2. The appellants have submitted that the previous import of the same goods was assessed in the same Custom House as now claimed by them and on the basis of the technical literature and write up there was no reason for the authorities to take a different view. The violation of the principles of natural justice is not having granted hearing before rejecting the claim for re-assessment has also been cited in the appeal.

3. Shri R. Santhanam, the learned Counsel for the appellants submitted that grinding set cannot be broken up into parts and was imported only for replacement. It could not therefore be treated as one of general use.

4. Smt. Ananya Ray, learned SDR submitted that sub-heading 8474.20 was not available because the machinery in which the griding set is used has been described in the suppliers’ invoice as “Spares for Polymerisation Chips Manufacturing Plant” and such a plant was outside the scope of the sub-heading. She also submitted that in view of the provisions of Section 19(b) of the Customs Act and Rule 3 ‘of the Rules for the interpretation of the Customs Tariff, composite goods consisting of different materials or made up of different components and goods put up in sets for retail sales have to be classified as if they consisted of the material or component which gives them their essential character. She submitted that since ‘O’ ring is made of rubber, it is this article which gives the essential character to the goods and, therefore, the classification under sub-heading 40.16.93 was fully justified.

5. We have carefully considered the appeal, the submissions made at the hearing and have perused the case records.
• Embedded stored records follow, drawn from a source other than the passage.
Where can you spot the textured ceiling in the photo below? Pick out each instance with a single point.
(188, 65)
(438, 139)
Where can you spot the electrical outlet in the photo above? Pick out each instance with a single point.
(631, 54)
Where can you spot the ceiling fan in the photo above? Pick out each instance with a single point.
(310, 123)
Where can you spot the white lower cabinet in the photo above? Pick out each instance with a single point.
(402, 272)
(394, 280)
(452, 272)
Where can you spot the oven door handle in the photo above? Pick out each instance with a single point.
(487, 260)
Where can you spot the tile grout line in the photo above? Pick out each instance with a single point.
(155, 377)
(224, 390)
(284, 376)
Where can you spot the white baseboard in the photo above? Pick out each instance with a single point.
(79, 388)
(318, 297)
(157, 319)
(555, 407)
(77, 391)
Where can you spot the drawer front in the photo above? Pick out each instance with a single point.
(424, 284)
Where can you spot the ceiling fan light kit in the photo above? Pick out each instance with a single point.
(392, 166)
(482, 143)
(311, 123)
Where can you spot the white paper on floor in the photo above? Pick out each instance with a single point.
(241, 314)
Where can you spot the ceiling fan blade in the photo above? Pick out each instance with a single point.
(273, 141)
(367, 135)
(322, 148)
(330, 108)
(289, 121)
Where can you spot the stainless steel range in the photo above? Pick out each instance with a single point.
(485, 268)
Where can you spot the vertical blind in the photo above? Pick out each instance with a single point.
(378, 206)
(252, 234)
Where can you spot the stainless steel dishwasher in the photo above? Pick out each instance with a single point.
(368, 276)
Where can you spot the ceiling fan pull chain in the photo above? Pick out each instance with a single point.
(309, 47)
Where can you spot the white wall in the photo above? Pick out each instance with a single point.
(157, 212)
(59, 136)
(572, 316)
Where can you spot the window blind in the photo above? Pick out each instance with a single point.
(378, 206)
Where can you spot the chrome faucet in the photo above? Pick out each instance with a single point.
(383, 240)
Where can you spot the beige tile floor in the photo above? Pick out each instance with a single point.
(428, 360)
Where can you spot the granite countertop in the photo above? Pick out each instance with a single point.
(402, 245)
It is true that a previous import of the subject goods was classified under sub-heading 98.06 read with 8474.20 with benefit of exemption Notification 69/87-Cus., dated 1-3-1987. But, since the question of classification is now before us, we have to decide it correctly. It appears that there is a specific heading for general purpose crushing and grinding machines in sub-heading 8479.82. Heading 84.79 relates to Machines and Mechanical Appliances having individual functions not specified or included elsewhere in Chapter 84 and sub-heading 8479.82 refers to crushing and grinding machines. In the face of a specific heading for the goods available in the Tariff, there is no reason why one should take recourse to Section 19 and other provisions. The Alphabetical Index to the HSN also shown on page 432 that general purpose crushing and grinding machines not elsewhere specified or included fall under sub-heading 8479.82. Since the goods imported are grinding set which is not a complete machine, their reassessment has been claimed as “Parts of machinery and articles of Chapter 84" under sub-heading 98.06. The machine itself being classifiable under sub-heading 84.79.82, its parts are rightly classifiable under 9806.00 read with this sub-heading. The further claim in the appeal is for exemption under Notification 69/87-Cus., dated 1-3-1987. We observe that this notification exempts parts falling under Heading 98.06 of the goods specified, inter alia, under Heading 84.79 (refer to serial No. 19 of the Table appended to the notification). Thus, the subject goods which merit classification under sub-heading 9806.00 read with sub-heading 8479.82 are entitled to exemption under Notification 69/87-Cus., dated 1-3-1987. The orders of the lower authorities are set aside and the appeal is allowed as indicated here, with consequential relief.